Sometimes, the work will find me

So this morning, I got to work with the writing, raring to get all caught up on a couple of articles I have left to write from the 5 I have had overdue. For 2 weeks, I've had trouble getting those 5 articles written, because life was just so CRAZY! But I really hunkered down after everything reached some sense of normalcy, trying to get all caught up.

Last week, I only managed to write one. Over the weekend, I got two more done, but one of them isn't so great and needs tweaking.

So today, I was planning to work on that.

Except, something else came up. Something that has to do with one of the book projects I have going on. And it ended up taking up the better part of my day, too.

I'm not complaining, though. I'm happy that this project is moving along. (And doing a happy dance that I FINALLY found an interviewee I've been searching for. Yay!) But I really had to wonder how just this one thing changed ALL of my writing plans for today. It's like I'll think "I'm gonna work on the articles today!" and....life will just have other plans. It's like, "Uh, no. Actually, you're going to get some work done on THIS book today."

It kind of feels like my whole writing schedule is being monitored, or something. Completely rearranged or something. I know that things happen for a reason (even when we can't figure out why!) but it's still weird how this will happen.

It also reminds me of that whole "ask and ye shall receive" thing, too. Like in the past, I wanted to be a book reviewer. That only happened after an author I know asked me to write up a review of her book, and the editor I submitted my review to wanted me to join her team of reviewers. (I'm still sad that ended. *cries* I miss reviewing books.)
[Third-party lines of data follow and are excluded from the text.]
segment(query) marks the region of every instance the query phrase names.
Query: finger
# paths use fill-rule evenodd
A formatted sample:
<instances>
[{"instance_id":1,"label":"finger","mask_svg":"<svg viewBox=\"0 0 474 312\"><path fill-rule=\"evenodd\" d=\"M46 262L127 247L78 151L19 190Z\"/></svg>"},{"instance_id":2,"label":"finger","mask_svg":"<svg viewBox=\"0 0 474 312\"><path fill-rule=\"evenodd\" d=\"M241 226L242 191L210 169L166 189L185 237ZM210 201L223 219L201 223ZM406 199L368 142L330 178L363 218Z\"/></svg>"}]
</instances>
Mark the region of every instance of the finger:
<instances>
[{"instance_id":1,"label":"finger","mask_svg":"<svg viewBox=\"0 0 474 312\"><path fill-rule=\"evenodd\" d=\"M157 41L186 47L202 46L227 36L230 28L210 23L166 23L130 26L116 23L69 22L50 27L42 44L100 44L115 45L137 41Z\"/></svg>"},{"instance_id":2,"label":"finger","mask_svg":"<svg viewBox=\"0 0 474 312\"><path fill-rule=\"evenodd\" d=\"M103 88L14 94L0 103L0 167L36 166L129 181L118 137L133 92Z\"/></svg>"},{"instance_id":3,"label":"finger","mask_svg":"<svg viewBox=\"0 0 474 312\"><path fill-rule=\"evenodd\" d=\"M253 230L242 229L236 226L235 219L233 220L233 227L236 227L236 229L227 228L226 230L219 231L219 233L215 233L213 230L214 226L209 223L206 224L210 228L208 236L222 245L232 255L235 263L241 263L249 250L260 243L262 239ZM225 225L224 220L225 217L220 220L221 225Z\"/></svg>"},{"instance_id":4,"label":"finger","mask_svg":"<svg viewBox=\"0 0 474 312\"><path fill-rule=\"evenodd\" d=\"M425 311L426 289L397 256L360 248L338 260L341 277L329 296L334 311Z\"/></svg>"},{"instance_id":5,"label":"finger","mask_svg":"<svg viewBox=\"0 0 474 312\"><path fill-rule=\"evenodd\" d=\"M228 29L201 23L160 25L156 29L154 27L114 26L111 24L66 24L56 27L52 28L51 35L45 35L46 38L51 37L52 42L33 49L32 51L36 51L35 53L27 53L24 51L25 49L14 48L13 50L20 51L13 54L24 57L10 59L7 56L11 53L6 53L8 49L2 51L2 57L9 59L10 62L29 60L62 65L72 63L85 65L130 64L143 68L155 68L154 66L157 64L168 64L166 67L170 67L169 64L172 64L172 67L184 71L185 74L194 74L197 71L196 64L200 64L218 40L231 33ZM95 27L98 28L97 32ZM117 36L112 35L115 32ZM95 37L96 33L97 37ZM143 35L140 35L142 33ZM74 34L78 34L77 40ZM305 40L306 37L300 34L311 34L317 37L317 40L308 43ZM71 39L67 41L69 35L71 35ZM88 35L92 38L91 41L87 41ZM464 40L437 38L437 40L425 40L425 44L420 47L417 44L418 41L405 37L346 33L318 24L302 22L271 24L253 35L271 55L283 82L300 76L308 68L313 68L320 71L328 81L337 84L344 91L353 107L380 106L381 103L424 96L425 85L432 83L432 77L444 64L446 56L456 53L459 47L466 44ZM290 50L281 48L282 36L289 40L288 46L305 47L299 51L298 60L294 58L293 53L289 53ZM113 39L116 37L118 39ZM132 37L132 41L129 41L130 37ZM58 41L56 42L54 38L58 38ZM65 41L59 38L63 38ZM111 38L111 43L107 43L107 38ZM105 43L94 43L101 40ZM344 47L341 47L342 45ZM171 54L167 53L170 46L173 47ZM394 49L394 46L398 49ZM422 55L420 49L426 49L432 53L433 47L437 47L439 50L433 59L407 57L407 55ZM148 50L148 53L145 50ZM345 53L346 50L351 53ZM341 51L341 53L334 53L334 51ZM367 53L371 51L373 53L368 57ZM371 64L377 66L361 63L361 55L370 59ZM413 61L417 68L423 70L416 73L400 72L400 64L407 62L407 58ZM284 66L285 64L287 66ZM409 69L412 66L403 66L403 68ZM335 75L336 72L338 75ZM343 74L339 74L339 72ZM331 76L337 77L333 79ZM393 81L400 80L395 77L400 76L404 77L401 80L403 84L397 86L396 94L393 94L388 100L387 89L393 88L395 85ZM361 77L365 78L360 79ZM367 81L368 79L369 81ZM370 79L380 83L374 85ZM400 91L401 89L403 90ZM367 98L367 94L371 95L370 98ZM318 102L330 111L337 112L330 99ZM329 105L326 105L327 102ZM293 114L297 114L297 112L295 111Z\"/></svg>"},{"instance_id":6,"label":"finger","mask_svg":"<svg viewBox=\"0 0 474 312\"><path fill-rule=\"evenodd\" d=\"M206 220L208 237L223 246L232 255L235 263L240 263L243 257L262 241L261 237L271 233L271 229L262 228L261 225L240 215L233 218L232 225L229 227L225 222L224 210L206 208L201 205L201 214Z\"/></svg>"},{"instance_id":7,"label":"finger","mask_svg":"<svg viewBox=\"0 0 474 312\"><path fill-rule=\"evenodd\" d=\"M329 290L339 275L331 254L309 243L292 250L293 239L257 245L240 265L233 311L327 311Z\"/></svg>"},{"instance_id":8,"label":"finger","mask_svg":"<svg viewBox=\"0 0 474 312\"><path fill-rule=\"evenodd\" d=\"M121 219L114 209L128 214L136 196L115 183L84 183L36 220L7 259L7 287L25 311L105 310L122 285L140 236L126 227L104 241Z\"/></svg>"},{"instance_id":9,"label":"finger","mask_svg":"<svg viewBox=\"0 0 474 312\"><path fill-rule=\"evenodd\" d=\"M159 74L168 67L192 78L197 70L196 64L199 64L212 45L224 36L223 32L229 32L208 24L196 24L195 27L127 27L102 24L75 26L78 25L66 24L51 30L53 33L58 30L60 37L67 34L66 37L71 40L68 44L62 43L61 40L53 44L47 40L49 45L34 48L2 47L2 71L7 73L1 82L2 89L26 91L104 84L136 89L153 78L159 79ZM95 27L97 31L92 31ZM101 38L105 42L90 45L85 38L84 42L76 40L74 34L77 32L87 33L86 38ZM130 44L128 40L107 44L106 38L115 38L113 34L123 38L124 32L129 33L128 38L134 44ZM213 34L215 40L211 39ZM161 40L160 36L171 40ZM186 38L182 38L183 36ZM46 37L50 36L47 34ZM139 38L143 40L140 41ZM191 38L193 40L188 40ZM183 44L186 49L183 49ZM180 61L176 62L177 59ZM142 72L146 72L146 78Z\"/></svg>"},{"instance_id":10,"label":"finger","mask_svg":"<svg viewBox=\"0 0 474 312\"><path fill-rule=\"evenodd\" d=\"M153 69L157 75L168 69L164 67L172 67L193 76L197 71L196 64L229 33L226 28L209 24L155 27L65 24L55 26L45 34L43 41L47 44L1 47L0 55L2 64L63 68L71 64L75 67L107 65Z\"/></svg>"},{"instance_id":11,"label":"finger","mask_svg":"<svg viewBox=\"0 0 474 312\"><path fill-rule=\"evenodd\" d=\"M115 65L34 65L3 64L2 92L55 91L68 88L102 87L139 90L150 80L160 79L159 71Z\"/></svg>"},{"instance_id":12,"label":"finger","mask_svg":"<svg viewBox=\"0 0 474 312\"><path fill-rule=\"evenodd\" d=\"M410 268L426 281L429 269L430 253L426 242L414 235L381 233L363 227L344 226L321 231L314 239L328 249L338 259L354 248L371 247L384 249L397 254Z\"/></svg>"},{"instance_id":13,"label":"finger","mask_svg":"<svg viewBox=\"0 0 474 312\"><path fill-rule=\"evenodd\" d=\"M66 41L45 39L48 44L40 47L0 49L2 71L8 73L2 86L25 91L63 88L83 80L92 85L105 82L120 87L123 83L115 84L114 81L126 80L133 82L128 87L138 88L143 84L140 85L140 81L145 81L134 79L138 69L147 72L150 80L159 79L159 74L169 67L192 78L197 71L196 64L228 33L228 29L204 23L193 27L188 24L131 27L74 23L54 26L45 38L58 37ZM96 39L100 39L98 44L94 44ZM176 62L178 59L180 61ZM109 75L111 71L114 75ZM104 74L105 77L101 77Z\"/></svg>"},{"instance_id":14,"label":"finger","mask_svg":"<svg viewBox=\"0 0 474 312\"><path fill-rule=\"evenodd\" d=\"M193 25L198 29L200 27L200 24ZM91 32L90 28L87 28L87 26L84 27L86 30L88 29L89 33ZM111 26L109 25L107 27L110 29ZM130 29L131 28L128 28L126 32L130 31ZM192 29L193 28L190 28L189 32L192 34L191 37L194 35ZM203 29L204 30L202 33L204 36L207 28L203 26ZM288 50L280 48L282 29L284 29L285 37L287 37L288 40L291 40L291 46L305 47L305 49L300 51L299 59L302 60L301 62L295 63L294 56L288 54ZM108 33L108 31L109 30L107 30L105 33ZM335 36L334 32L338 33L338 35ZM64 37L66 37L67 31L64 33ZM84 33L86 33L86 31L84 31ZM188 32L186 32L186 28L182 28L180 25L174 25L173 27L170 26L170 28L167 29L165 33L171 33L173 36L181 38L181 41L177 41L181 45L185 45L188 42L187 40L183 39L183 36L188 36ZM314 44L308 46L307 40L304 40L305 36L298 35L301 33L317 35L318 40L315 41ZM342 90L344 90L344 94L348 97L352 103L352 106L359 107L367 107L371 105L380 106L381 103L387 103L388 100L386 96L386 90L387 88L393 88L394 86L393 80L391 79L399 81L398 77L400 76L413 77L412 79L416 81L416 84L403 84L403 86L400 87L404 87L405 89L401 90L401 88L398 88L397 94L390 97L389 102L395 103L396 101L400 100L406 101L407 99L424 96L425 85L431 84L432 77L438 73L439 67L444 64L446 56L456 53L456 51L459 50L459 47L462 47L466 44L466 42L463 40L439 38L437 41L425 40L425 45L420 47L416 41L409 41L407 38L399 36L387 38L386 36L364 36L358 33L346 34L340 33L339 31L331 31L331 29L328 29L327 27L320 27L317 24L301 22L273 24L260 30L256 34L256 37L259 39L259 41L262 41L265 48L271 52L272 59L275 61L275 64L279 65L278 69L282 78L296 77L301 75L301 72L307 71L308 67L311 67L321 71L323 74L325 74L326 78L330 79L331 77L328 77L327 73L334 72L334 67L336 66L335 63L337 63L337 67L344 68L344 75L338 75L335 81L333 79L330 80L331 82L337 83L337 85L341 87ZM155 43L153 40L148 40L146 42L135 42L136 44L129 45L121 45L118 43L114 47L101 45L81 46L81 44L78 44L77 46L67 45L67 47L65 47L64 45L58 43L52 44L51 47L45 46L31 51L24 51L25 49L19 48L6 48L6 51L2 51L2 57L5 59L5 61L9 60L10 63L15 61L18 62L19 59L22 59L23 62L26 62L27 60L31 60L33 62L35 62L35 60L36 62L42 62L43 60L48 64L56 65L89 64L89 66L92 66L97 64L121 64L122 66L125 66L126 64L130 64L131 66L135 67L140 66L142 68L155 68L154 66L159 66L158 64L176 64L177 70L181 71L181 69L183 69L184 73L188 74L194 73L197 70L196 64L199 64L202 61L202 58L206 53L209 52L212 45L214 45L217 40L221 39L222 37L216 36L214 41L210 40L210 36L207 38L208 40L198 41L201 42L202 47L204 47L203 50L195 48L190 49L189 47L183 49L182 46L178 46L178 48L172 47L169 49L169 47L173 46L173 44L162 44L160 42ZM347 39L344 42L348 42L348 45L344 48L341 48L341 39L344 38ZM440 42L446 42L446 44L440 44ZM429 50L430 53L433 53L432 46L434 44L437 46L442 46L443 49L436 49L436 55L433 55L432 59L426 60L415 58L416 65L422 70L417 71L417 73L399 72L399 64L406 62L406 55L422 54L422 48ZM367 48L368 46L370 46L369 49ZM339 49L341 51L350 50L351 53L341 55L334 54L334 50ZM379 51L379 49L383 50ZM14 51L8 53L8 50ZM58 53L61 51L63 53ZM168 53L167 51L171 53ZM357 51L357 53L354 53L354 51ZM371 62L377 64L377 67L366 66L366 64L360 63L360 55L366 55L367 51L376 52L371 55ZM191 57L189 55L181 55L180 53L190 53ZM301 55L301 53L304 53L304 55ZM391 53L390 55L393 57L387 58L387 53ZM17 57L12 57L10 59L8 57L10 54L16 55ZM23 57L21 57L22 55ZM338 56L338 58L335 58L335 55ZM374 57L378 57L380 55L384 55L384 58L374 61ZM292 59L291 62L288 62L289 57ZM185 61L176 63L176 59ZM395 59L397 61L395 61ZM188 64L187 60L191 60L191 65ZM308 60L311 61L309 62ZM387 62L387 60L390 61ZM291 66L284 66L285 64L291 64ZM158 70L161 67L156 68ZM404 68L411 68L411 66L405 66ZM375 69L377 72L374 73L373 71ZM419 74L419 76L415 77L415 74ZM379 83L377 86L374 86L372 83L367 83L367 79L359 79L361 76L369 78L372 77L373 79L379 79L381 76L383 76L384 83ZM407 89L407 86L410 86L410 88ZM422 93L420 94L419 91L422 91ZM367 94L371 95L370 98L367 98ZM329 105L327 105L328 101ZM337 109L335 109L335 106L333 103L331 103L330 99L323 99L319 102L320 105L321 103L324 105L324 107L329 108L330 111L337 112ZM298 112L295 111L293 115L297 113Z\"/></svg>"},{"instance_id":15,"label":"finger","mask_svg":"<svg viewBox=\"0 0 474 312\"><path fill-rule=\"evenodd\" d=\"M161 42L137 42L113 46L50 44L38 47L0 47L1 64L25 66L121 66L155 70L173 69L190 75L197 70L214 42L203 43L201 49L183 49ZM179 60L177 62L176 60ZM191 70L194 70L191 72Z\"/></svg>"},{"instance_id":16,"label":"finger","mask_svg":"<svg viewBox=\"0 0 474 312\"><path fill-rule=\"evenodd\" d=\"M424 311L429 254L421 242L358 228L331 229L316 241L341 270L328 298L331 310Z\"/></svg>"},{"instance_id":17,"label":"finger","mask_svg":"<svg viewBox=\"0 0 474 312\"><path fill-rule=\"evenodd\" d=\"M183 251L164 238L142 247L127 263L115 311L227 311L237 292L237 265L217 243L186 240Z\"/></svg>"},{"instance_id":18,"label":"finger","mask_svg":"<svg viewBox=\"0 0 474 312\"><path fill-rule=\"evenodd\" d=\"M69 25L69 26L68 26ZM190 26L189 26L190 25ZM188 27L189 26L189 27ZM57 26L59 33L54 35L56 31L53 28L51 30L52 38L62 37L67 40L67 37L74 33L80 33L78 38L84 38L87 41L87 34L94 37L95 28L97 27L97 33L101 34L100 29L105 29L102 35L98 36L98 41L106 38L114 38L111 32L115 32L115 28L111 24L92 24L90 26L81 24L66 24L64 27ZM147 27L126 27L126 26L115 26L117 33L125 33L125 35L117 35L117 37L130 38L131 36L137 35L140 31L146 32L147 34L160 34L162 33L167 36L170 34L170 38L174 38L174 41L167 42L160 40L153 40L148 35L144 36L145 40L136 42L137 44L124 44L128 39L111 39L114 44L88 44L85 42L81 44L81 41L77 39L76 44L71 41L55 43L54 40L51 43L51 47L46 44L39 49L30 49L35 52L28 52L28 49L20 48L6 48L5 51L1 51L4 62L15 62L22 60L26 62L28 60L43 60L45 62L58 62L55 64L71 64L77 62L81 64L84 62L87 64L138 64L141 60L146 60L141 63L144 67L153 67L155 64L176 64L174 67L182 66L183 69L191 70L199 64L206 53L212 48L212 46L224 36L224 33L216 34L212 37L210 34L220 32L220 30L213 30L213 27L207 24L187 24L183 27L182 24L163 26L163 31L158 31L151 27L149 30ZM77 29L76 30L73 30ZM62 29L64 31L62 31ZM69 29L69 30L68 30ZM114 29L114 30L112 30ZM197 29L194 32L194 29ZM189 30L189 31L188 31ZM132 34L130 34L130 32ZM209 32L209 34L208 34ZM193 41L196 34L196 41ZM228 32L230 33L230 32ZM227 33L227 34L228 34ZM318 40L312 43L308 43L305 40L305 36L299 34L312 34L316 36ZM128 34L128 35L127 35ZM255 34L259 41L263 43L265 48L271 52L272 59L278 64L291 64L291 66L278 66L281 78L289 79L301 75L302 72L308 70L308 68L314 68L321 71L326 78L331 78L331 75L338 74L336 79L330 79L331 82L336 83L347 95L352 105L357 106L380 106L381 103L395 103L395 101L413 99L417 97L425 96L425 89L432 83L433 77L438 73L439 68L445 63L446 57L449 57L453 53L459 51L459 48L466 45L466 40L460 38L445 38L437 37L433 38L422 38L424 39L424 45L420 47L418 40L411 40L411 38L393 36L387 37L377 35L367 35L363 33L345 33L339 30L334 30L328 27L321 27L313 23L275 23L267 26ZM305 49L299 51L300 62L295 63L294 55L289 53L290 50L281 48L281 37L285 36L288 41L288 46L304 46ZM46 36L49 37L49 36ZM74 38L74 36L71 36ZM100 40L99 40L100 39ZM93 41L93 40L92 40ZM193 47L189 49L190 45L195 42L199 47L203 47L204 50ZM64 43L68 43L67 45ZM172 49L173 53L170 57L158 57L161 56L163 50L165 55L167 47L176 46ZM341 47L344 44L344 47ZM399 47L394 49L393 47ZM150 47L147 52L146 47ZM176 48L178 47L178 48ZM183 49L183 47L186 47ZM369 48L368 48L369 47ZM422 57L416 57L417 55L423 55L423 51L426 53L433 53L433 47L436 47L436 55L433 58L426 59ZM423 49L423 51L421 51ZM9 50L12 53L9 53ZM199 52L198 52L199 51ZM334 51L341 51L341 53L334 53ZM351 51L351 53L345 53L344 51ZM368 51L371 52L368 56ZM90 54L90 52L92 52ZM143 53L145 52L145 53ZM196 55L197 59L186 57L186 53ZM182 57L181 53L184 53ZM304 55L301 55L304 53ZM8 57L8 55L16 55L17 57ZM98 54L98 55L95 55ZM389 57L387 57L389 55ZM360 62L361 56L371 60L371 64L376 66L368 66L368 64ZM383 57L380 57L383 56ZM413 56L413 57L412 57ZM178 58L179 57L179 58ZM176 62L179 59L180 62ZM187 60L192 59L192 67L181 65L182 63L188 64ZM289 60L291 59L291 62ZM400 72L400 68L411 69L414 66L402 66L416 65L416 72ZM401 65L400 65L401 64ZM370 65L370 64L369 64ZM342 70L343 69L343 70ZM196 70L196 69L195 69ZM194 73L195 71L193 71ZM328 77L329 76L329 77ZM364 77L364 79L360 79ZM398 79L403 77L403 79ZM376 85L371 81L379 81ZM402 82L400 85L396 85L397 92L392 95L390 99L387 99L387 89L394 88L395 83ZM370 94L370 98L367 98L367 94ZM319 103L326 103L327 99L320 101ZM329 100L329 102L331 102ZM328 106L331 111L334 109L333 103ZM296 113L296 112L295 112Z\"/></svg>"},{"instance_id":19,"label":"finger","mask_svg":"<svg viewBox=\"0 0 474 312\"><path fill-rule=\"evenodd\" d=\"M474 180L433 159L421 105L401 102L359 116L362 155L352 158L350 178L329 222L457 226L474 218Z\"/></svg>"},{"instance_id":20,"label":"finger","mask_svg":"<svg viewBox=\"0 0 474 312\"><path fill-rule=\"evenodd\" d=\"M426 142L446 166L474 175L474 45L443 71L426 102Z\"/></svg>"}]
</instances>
And I have been trying to find this very kind of interviewee for this book. Seriously, I've been kinda frustrated I didn't have ANYONE to interview or include quotes from for this chapter. So I guess you could say I sorta "asked" for this and, here we are. Signed, sealed, and delivered. Still kinda funny how it factors into changing my plans, though. But I guess you can never really plan anything!

And on that note: Sometimes, a project will fall right into my lap. I'll take on writing projects of things I never thought I'd write or don't even have credentials for, only because someone approached me with it and I felt I could do it or I fell in love with what the project involves, what it's about or how I've wanted to do this very thing but never got my foot in the door with it. (A few projects come to mind.) I embrace these new adventures, these new challenges. It's interesting how that will factor into reshaping my whole writing agenda itself, too.